Humboldt: The New Season follows survivors Brayden Camrud and Derek Patter as they return for the 2018-2019 Humboldt hockey season with a different coaching staff and new teammates. Their former teammates Tyler Smith, Kaleb Dahlgren, and Layne Matechuk continue their recovery while trying to pursue their love for hockey along new avenues.
“What I found remarkable about the players we focused on was how incredibly resilient they were, how much strength they had, and how, in the case of somebody like Tyler, even though he wanted to come back, he realized he needed to focus on his own healing, and I think that’s really mature and also something valuable to share with others,” says Eastwood.

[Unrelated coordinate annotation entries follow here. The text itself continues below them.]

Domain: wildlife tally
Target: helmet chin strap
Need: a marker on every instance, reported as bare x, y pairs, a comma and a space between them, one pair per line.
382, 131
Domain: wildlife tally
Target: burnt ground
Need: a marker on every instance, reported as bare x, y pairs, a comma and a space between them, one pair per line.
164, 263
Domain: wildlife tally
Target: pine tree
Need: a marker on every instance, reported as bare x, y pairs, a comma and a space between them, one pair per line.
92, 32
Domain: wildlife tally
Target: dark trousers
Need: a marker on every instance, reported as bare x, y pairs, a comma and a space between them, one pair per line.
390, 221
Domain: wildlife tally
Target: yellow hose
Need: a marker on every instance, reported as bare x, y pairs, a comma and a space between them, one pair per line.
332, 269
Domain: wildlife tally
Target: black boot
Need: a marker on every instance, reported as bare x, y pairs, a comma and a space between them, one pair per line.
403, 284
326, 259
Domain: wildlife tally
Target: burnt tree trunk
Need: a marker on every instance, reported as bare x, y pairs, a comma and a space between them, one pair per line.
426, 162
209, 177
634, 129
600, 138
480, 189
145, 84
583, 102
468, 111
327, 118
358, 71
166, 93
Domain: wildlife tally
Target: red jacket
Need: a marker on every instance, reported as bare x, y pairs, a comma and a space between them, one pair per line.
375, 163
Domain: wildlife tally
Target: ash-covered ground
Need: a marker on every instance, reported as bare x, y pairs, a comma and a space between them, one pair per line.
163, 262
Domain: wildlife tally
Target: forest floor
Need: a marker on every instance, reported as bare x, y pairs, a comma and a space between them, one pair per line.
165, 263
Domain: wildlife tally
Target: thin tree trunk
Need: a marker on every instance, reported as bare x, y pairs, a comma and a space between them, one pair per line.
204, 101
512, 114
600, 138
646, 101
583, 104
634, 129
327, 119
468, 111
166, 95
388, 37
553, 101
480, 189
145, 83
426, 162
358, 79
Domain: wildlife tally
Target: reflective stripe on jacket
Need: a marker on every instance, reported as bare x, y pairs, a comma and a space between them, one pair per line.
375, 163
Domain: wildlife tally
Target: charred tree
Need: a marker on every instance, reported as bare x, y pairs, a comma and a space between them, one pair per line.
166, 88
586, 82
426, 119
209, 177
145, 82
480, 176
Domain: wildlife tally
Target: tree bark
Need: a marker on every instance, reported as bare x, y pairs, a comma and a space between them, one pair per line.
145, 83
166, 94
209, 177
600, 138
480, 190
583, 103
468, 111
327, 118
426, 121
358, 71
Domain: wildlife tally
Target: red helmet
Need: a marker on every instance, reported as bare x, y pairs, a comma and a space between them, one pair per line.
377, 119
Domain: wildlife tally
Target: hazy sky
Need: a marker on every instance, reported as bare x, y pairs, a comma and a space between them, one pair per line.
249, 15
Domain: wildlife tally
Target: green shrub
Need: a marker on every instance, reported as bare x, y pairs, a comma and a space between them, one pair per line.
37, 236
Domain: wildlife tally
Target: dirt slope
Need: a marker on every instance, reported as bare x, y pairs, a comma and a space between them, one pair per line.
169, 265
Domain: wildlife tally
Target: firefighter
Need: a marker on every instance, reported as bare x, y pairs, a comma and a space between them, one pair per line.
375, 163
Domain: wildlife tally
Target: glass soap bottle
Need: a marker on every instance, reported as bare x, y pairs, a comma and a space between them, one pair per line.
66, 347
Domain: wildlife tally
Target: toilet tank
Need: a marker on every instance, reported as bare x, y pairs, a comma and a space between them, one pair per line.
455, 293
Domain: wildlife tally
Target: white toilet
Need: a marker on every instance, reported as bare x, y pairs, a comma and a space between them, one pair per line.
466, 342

Filming began in August 2018. Eastwood says he had no interest in exploitative, extractive journalism — something the Humboldt families were all too familiar with by the time the documentary team arrived.
“This was the first time I had a documentary that was around such a high-profile story where there were so many other outlets on the scene,” says Eastwood. “A few of the families had negative experiences with the media and were wary of us at first, but that changed because we were around for so long. They saw we were interested in building relationships, and that we weren’t there to harvest their story like a commodity.”
Eastwood and Frison never asked the survivors and the families to talk about the crash that had upended their lives, but many brought it up regardless.
“I know from my previous films that part of how some people deal with trauma is talking about it, so maybe we’re helping provide something therapeutic by being a receptacle for sharing their story,” says Eastwood.
Eastwood was especially impressed by the resilience and emotional maturity of the surviving players, in particular Camrud and Pater, who returned to the ice for the new season.
“Sometimes people make assumptions about what kind of people athletes are, and yet these players are really sensitive, thoughtful young men who were in touch with their emotions and problems and thoughts — all of these things we don’t normally associate with young masculinity,” says Eastwood.
Humboldt: The New Season airs on CBC Television’s POV on Aug. 15.